REPUBLIKA.CO.ID, YANGON -- Pemimpin oposisi Myanmar Aung San Suu Kyi mengaku kekuasaannya akan di atas presiden jika partainya menang pemilu Myanmar yang akan diadakan pada Ahad (8/11) besok.
Partai Suu Kyi yaitu Liga Nasional untuk Demokrasi (NLD) adalah pelopor dalam pemilihan umum pertama Myanmar sejak pemerintahan semi-sipil mengambil alih kekuasaan pada tahun 2011 setelah selama negara ini hampir 50 tahun dikendalikan kediktatoran militer.
"Jika kami menang dan NLD membentuk pemerintahan, saya akan berada di atas presiden. Ini adalah pesan yang sangat sederhana," kata Suu Kyi kepada wartawan di rumahnya di Yangon, Kamis (5/11).
Padahal, berdasarkan konstitusi yang disusun pada 2008, Suu Kyi dilarang menjadi presiden. Ketika ditanya apakah hal ini melanggar konstitusi, Suu Kyi menjawab bahwa konstitusi tidak mengatakan apapun tentang seseorang berada di atas presiden.
Konstusi Myanmar mengatakan, seperempat dari total kursi parlemen untuk militer dan calon presiden dengan pasangan asing atau anak-anaknya. Sementara Suu Kyi memiliki dua putra dengan latar pendidikan Inggris. ‘’NLD sudah memilih seseorang yang siap untuk menjadi presiden,’’ ujarnya.

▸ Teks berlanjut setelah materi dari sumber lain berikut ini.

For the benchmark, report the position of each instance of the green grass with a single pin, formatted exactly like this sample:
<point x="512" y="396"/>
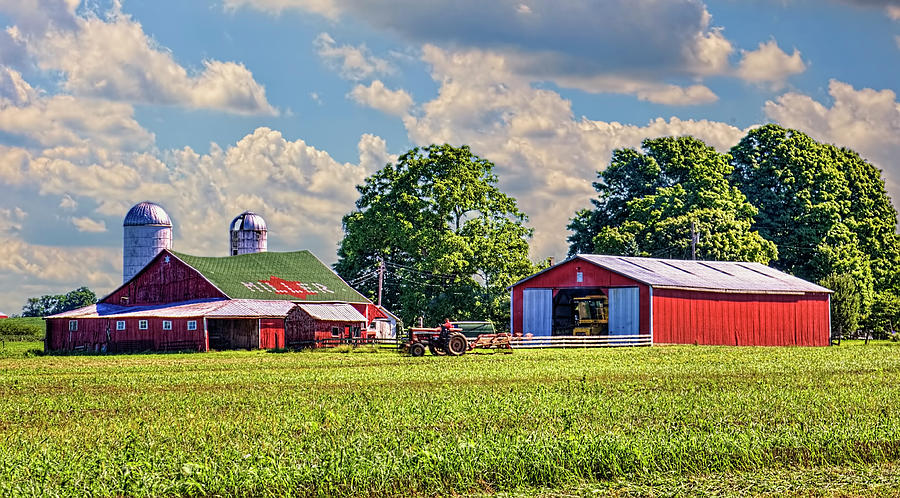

Tapi sayangnya dia tidak mengatakan siapa orang itu. Menurut spekulasi media Myanmar, kemungkinan yang menjadi calon orang nomor satu Myanmar termasuk pembicara dari majelis rendah, senior partai NLD yang menjadi patron, bahkan dokter pribadi Suu Kyi.
Suu Kyi mengatakan laporan penipuan, intimidasi, dan penyimpangan telah merusak suasana menjelang pemungutan suara. Padahal, kata dia, masyarakat berharap pemilu kali ini adalah pemungutan suara kredibel pertama Myanmar sejak tahun 1990.
NLD sebenarnya menang besar namun militer menganulir hasilnya dan terus menahan Suu Kyi atau tahanan rumah selama 20 tahun. Pemantau pemilu internasional mengatakan, pihaknya masih negosiasi akses untuk mengamati pemungutan suara di instalasi militer.